Facebook, Cambridge Analytica, Privacy, and Informed Consent

4 min read

There has been a significant amount of coverage and commentary on the new revelations about Cambridge Analytica and Facebook, and how Facebook's default settings were exploited to allow personal information about 50 million people to be exfiltrated from Facebook.

There are a lot of details to this story - if I ever have the time (unlikely), I'd love to write about many of them in more detail. I discussed a few of them in this thread over on Twitter. But as we digest this story, we need to move past the focus on the Trump campaign and Brexit. This story has implications for privacy and our political systems moving forward, and we need to understand them in this broader context.

But for this post, I want to focus on two things that are easy to overlook in this story: informed consent, and how small design decisions that don't respect user privacy allow large numbers of people -- and the systems we rely on -- to be exploited en masse.

The following quote is from a NY Times article - the added emphasis is mine:

Dr. Kogan built his own app and in June 2014 began harvesting data for Cambridge Analytica. The business covered the costs — more than $800,000 — and allowed him to keep a copy for his own research, according to company emails and financial records.

All he divulged to Facebook, and to users in fine print, was that he was collecting information for academic purposes, the social network said. It did not verify his claim. Dr. Kogan declined to provide details of what happened, citing nondisclosure agreements with Facebook and Cambridge Analytica, though he maintained that his program was “a very standard vanilla Facebook app.”

He ultimately provided over 50 million raw profiles to the firm, Mr. Wylie said, a number confirmed by a company email and a former colleague. Of those, roughly 30 million — a number previously reported by The Intercept — contained enough information, including places of residence, that the company could match users to other records and build psychographic profiles. Only about 270,000 users — those who participated in the survey — had consented to having their data harvested.
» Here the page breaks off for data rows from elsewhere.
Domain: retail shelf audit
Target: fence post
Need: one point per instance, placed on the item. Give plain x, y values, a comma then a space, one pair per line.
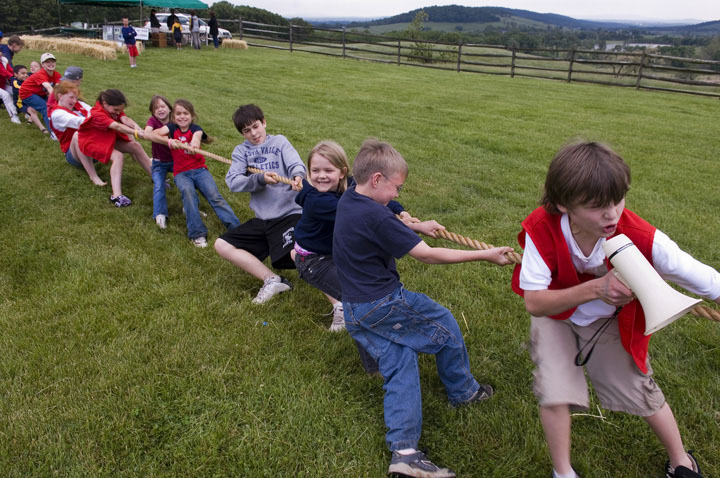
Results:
459, 55
642, 64
512, 64
290, 38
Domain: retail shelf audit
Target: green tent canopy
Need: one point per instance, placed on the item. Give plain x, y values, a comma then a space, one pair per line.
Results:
183, 4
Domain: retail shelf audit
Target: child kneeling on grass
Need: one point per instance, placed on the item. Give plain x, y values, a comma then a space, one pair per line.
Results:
567, 289
270, 232
390, 322
191, 173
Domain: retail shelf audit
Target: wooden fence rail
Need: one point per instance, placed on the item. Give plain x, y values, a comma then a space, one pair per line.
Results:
639, 70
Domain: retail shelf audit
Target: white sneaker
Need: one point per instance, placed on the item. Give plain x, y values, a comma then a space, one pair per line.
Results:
199, 242
272, 287
338, 324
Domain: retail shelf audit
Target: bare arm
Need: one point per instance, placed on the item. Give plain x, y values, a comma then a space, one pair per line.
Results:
607, 288
441, 255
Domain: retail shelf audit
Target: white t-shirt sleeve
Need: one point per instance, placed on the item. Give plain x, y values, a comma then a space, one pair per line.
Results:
534, 273
63, 120
676, 265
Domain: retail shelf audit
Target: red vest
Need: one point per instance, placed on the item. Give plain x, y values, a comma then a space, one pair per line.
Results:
546, 233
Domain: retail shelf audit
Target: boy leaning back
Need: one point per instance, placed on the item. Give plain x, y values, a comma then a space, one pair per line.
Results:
271, 231
575, 304
390, 322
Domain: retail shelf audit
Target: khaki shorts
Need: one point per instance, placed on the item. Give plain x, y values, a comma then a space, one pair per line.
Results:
619, 384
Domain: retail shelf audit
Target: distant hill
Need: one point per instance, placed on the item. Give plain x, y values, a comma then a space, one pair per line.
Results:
492, 15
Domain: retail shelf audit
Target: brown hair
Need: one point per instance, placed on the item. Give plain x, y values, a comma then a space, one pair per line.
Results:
154, 101
334, 153
585, 173
191, 109
377, 157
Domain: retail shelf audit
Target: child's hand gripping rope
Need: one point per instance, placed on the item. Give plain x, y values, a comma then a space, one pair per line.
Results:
513, 257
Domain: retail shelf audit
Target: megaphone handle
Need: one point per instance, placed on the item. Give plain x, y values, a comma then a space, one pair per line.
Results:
619, 277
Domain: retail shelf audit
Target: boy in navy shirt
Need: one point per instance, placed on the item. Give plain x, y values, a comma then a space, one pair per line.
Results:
390, 322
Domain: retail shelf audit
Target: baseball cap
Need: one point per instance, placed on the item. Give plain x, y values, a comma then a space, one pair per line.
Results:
73, 73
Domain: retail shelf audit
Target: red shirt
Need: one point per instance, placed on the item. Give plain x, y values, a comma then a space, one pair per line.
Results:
33, 85
546, 233
184, 160
95, 137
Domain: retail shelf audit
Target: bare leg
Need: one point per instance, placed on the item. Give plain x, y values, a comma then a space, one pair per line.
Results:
86, 162
116, 172
556, 424
665, 427
136, 150
243, 259
35, 118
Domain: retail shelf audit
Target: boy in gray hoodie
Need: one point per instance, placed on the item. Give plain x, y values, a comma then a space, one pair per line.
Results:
271, 231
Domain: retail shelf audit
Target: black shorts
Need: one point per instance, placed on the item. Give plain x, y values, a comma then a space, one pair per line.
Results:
261, 238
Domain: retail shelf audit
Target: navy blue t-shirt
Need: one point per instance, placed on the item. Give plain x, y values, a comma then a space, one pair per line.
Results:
314, 230
366, 241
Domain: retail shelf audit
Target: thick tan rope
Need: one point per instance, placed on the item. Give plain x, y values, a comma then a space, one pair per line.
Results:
514, 257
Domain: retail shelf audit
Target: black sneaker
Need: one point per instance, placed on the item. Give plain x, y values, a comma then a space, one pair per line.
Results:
417, 465
484, 392
682, 471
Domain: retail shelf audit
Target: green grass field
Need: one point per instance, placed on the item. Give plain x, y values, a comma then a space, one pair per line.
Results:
127, 352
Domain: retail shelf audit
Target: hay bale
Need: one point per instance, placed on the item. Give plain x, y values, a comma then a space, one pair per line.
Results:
78, 46
241, 44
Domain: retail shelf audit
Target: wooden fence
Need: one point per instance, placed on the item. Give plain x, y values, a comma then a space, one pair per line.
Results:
640, 70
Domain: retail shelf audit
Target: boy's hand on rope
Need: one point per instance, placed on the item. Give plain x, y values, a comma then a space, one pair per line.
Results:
407, 218
271, 178
429, 228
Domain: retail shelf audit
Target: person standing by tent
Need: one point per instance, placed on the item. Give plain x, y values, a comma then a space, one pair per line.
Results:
195, 30
213, 28
172, 19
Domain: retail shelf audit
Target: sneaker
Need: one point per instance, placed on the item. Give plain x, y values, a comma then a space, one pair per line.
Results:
200, 241
417, 465
271, 287
682, 471
338, 324
484, 392
120, 201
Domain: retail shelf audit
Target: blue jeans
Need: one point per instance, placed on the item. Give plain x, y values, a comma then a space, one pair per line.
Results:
160, 170
201, 179
40, 105
394, 329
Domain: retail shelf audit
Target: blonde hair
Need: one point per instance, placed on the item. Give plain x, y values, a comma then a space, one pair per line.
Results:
334, 153
377, 157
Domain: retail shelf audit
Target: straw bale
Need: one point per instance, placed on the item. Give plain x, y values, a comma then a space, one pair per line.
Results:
241, 44
79, 46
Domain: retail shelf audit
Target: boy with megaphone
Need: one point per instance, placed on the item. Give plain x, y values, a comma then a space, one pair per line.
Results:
577, 308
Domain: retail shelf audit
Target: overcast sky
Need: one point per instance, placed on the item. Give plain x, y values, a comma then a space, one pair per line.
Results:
702, 10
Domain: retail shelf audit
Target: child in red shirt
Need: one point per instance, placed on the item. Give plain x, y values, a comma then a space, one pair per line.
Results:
104, 137
35, 90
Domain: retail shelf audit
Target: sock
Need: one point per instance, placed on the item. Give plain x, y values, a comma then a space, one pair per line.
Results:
566, 475
406, 451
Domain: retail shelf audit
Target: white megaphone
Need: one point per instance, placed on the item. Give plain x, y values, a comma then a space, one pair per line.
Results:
662, 304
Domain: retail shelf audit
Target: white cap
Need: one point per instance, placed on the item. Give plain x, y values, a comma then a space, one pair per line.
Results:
46, 56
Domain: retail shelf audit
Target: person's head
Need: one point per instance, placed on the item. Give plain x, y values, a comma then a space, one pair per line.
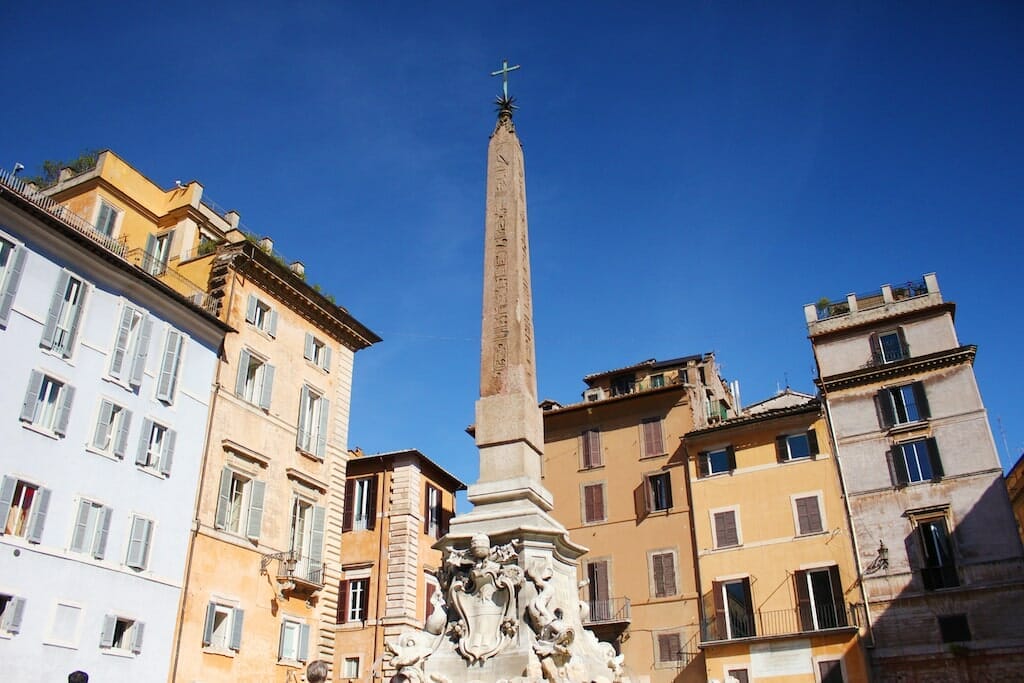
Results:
316, 672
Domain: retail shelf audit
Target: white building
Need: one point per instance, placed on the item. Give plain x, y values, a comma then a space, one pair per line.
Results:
102, 419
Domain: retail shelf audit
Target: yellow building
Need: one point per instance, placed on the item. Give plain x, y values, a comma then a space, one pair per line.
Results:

The first highlighted quotation gets at what passes for informed consent. However, in this case, for people to make informed consent, they had to understand two things, neither of which are obvious or accessible: first, they had to read the terms of service for the app and understand how their information could be used and shared. But second -- and more importantly -- the people who took the quiz needed to understand that by taking the quiz, they were also sharing personal information of all their "friends" on Facebook, as permitted and described in Facebook's terms. This was a clearly documented feature available to app developers that wasn't modified until 2015. I wrote about this privacy flaw in 2009 (as did many other people over the years). But, this was definitely insider knowledge, and the expectation that a person getting paid three dollars to take an online quiz (for the Cambridge Analytica research) would read two sets of dense legalese as part of informed consent is unrealistic.

As reported in the NYT and quoted above, only 270,000 people took the quiz for Cambridge Analytica - yet these 270,000 people exposed 50,000,000 people via their "friends" settings. This is what happens when we fail to design for privacy protections. To state this another way, this is what happens when we design systems to support harvesting information for companies, as opposed to protecting information for users.

Facebook worked as designed here, and this design allowed the uninformed decisions of 270,000 people to create a dataset that potentially undermined our democracy.